Uma proporção significativa de DA (38-63% nos estudos revisados) foi assintomática ou "silenciosa", ressaltando a necessidade de monitoramento objetivo.

Conclusão do Trabalho

A incidência de disreflexia autonômica durante a urodinâmica em pacientes com lesão medular é alta, especialmente em lesões acima de T6. O nível da lesão é um forte preditor da DA. Há uma alta proporção de DA assintomática, sugerindo a necessidade de monitoramento cardiovascular contínuo durante a urodinâmica. A heterogeneidade nas definições de DA e nas metodologias de monitoramento dificulta a comparação entre os estudos, e futuras pesquisas prospectivas com definições padronizadas são necessárias para identificar preditores de forma mais conclusiva.

Comentário Editorial

Esta revisão sistemática oferece uma visão crítica e abrangente sobre um tema de extrema relevância na prática neuro-urológica: a disreflexia autonômica (DA) durante estudos urodinâmicos. A alta incidência de DA, especialmente em lesões medulares acima de T6, e a descoberta de uma proporção significativa de eventos assintomáticos, sublinham a necessidade de vigilância rigorosa durante esses procedimentos.

 

A principal implicação prática deste estudo é a recomendação de um monitoramento cardiovascular mais robusto e contínuo durante a urodinâmica em pacientes com lesão medular, especialmente aqueles com lesões acima de T6. A dependência de sintomas auto-relatados ou de monitoramento intermitente pode subestimar a ocorrência e a gravidade da DA, expondo os pacientes a riscos desnecessários. Além disso, a manutenção da vigilância em pacientes com lesões abaixo de T6 é importante, pois a DA ainda pode ocorrer nesse grupo, embora com menor frequência ou intensidade. A compreensão de que a completude da lesão pode influenciar a gravidade da DA, mesmo que não a incidência, é crucial para o manejo intraprocedural.

 

As conclusões deste trabalho também apontam para importantes direções para pesquisas futuras:

  1. Padronização: Há uma clara necessidade de padronização da definição de DA (preferencialmente utilizando a definição ISAFSCI) e dos protocolos de monitoramento cardiovascular em estudos futuros. Isso permitirá uma comparação mais confiável dos resultados e a realização de meta-análises mais robustas.
  2. Mecanismos Preditivos: A elucidação dos mecanismos biológicos e neurofisiológicos subjacentes aos preditores de DA ainda é um campo aberto.
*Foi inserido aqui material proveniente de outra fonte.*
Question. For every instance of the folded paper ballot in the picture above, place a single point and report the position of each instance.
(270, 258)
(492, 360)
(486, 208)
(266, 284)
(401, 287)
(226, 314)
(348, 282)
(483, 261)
Estudos que investiguem como diferentes achados urodinâmicos se correlacionam com a ativação autonômica, ou o desenvolvimento de ferramentas de triagem baseadas em risco (como a análise da variabilidade da frequência cardíaca mencionada na discussão do artigo), podem otimizar a identificação de pacientes em maior risco.
  3. Ensaios Prospectivos: A maioria dos estudos revisados era retrospectiva. Ensaios clínicos prospectivos, randomizados e controlados são essenciais para confirmar os preditores identificados e para avaliar a eficácia de intervenções preventivas ou de tratamento rápido da DA durante a urodinâmica.

Este estudo serve como um lembrete valioso da complexidade da neuro-urologia e da importância de uma abordagem baseada em evidências para garantir a segurança e a eficácia dos procedimentos diagnósticos em populações vulneráveis.

Referência

Khanna Y, Huynh TNA, Manohar P. Autonomic dysreflexia during urodynamics: a systematic review of incidence and predictors. Continence. 2025;102288. doi: 10.1016/j.cont.2025.102288.